__temp__ __location__

Oleh: Rizky Ramli (Kader HMI Ternate)

Saya masih ingat betul, suatu sore di kedai kopi, seorang teman dengan santai bertanya, “Ngapain sih masih ikut HMI? Toh sekarang semua bisa dipelajari dari YouTube.” Ucapannya sederhana, tapi menusuk. Bukan karena ia meremehkan organisasi, melainkan karena ia mewakili suara mayoritas mahasiswa hari ini.

Hari ini, mahasiswa tak lagi bergantung pada organisasi untuk berkembang. Mereka bisa ikut pelatihan menulis via Tempo Institute, memperdalam skill desain grafis lewat Canva dan photoshop, atau belajar public speaking di pelatihan-pelatihan daring. Bahasa Inggris pun bisa diasah lewat kelas online dengan sertifikat resmi. Tanpa perlu duduk berjam-jam di forum diskusi yang membahas AD/ART atau ikut musyawarah yang tak jarang hanya diisi tarik ulur jabatan.

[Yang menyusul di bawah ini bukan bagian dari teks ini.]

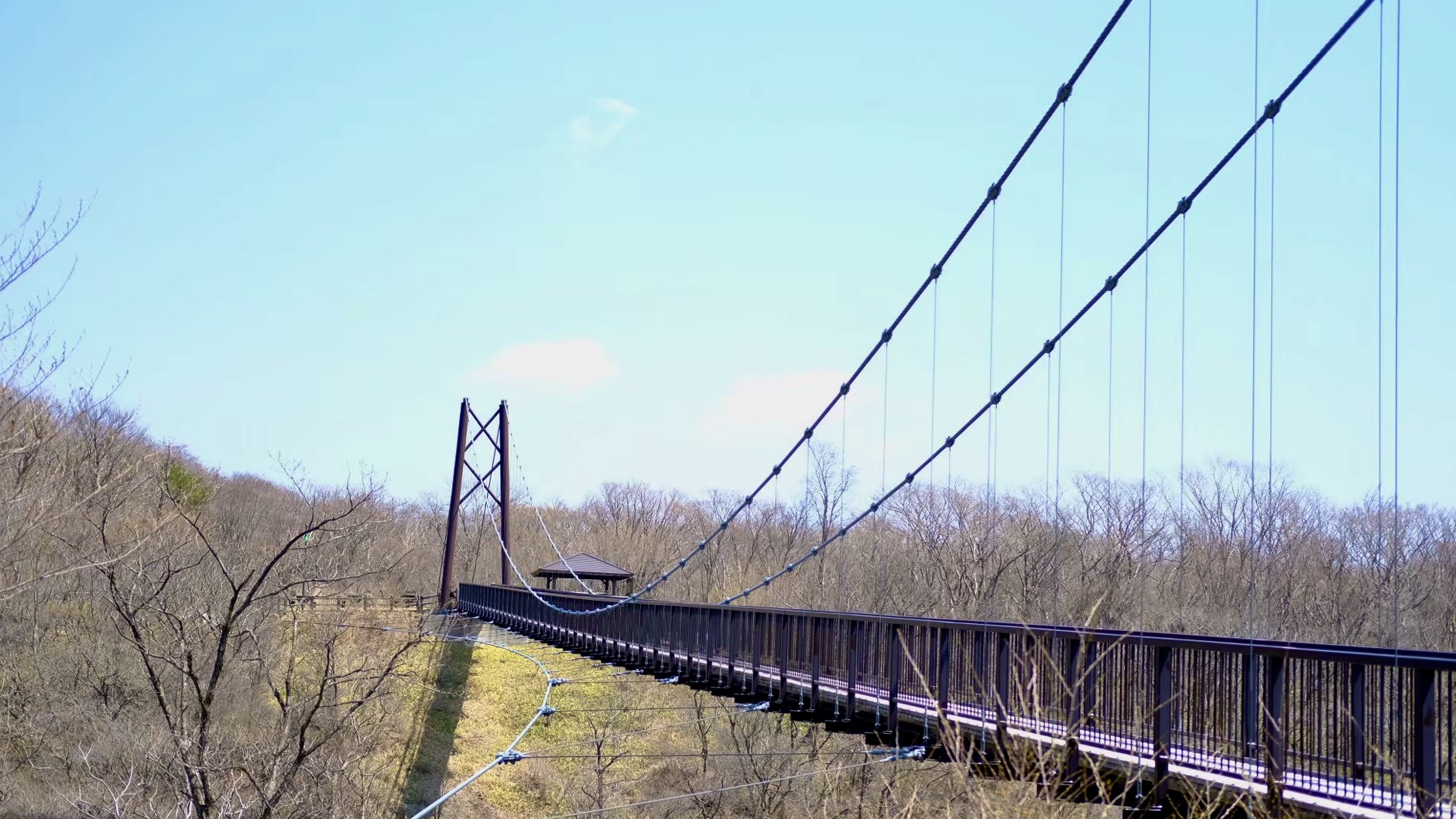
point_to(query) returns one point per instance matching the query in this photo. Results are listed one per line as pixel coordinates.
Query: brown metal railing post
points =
(758, 650)
(942, 684)
(1358, 725)
(783, 657)
(1274, 738)
(453, 521)
(1162, 720)
(892, 695)
(505, 493)
(1423, 742)
(817, 646)
(1002, 695)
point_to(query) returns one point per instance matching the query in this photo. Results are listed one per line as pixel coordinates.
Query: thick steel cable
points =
(1184, 204)
(1379, 302)
(1064, 92)
(1049, 346)
(1148, 218)
(520, 474)
(598, 810)
(1395, 344)
(510, 749)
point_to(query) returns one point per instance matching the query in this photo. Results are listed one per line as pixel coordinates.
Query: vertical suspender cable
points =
(1379, 296)
(1254, 366)
(1062, 276)
(884, 424)
(1183, 398)
(1148, 231)
(991, 373)
(935, 343)
(1395, 343)
(1269, 394)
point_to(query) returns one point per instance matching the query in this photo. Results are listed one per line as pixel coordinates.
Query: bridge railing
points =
(1355, 725)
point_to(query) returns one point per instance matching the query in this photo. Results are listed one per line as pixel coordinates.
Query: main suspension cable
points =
(536, 508)
(1270, 111)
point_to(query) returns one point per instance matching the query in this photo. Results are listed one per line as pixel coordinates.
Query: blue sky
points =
(666, 232)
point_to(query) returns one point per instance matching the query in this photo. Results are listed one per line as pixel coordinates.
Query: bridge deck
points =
(749, 665)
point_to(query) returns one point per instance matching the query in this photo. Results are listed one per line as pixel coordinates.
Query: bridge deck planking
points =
(1135, 756)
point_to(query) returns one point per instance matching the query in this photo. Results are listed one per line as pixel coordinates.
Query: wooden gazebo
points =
(587, 567)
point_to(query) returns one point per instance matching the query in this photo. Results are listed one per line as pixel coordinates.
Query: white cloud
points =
(775, 406)
(571, 365)
(596, 132)
(618, 107)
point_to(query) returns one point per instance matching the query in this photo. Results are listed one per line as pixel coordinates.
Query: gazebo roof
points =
(584, 566)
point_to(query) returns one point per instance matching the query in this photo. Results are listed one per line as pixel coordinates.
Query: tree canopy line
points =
(155, 660)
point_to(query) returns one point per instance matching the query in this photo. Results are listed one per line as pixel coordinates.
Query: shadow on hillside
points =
(437, 720)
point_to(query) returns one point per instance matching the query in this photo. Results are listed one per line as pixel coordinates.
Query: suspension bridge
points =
(1153, 721)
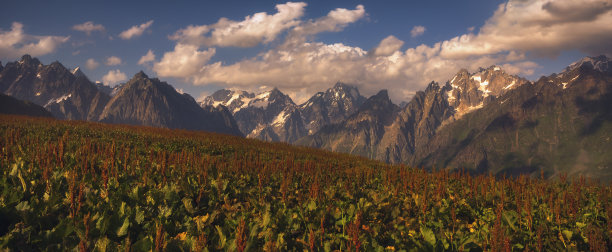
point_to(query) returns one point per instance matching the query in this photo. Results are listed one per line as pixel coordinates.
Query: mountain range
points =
(69, 94)
(485, 121)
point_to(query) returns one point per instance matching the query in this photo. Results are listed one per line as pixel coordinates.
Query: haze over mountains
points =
(486, 121)
(141, 101)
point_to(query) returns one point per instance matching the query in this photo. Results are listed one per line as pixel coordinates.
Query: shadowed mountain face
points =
(560, 124)
(361, 132)
(490, 121)
(13, 106)
(66, 94)
(69, 94)
(408, 128)
(148, 101)
(331, 106)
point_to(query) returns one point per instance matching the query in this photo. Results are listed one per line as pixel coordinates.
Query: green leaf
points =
(188, 205)
(102, 243)
(139, 218)
(428, 235)
(312, 205)
(23, 206)
(568, 234)
(123, 229)
(266, 219)
(222, 238)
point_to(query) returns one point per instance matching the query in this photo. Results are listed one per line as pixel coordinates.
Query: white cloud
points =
(113, 77)
(540, 27)
(516, 33)
(183, 62)
(88, 27)
(335, 20)
(113, 61)
(388, 46)
(15, 43)
(91, 64)
(417, 31)
(253, 30)
(149, 57)
(135, 31)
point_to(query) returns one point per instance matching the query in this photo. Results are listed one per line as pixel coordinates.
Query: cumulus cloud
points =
(113, 61)
(135, 31)
(185, 61)
(91, 64)
(113, 77)
(335, 20)
(417, 31)
(541, 27)
(388, 46)
(149, 57)
(88, 27)
(517, 32)
(14, 43)
(253, 30)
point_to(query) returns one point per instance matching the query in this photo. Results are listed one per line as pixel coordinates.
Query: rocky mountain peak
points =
(140, 75)
(379, 102)
(78, 73)
(600, 63)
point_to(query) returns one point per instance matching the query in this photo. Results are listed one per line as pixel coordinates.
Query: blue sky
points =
(347, 45)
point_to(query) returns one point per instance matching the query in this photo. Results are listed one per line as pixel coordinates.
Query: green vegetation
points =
(70, 185)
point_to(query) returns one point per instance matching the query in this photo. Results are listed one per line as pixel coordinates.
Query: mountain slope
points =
(413, 125)
(361, 132)
(14, 106)
(331, 106)
(273, 116)
(560, 124)
(151, 102)
(66, 94)
(270, 116)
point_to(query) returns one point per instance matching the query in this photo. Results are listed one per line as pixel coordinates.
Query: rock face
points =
(273, 116)
(361, 132)
(270, 116)
(331, 106)
(151, 102)
(490, 121)
(69, 94)
(13, 106)
(559, 124)
(66, 94)
(410, 127)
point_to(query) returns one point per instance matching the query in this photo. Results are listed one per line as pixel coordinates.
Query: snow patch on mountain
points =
(58, 100)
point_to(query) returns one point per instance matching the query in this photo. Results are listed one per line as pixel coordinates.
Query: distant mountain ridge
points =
(14, 106)
(69, 94)
(273, 116)
(485, 121)
(490, 121)
(54, 87)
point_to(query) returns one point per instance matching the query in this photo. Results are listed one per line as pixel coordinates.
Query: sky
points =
(305, 47)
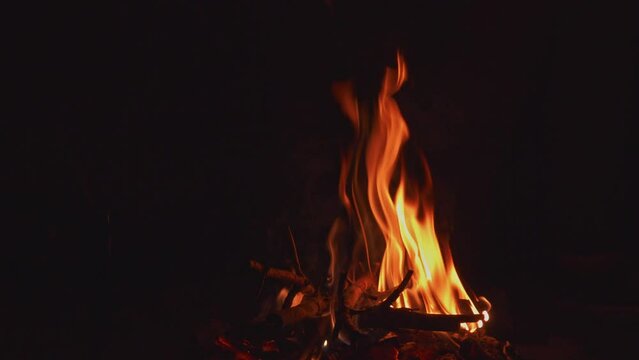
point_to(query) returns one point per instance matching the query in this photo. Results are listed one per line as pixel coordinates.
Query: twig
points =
(398, 291)
(297, 258)
(285, 276)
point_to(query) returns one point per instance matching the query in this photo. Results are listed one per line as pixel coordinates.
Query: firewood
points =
(391, 319)
(285, 276)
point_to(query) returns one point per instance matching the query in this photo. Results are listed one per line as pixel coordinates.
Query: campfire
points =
(392, 289)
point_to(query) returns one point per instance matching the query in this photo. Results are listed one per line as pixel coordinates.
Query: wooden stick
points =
(285, 276)
(309, 308)
(409, 319)
(398, 290)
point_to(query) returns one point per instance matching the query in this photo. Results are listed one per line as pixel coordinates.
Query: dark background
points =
(157, 146)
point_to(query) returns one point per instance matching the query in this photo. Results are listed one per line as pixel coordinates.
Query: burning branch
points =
(284, 276)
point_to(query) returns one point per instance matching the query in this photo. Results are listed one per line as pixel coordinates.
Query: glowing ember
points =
(393, 215)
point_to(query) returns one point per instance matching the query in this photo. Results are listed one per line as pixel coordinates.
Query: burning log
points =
(285, 276)
(392, 319)
(310, 307)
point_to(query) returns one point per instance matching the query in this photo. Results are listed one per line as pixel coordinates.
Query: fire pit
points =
(392, 290)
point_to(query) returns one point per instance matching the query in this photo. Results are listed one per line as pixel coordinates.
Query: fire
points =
(393, 216)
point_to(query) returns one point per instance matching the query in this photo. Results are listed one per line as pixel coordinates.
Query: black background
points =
(157, 146)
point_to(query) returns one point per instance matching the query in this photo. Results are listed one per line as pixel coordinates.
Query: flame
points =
(393, 215)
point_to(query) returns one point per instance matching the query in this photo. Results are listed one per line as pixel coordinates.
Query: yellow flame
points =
(404, 219)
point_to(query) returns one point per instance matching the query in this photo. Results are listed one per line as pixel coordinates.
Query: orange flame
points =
(395, 229)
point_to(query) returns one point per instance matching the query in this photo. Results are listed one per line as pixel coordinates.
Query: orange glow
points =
(393, 215)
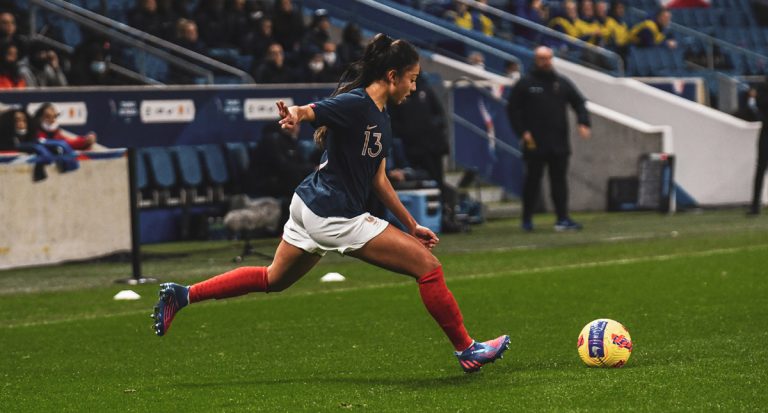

Organisasi, bagi banyak mahasiswa sekarang, tak lagi terasa sebagai ruang yang menjanjikan. Ia terlihat lamban, terlalu serius, dan kadang terkesan kaku. Banyak dari mereka merasa lebih produktif menghabiskan waktu membangun portofolio pribadi, membuka jasa freelance, atau bahkan menjadi konten kreator. Lalu, muncul pertanyaan yang pelan-pelan mengendap di pikiran banyak mahasiswa, kalau bisa jadi hebat tanpa organisasi, buat apa repot-repot masuk HMI?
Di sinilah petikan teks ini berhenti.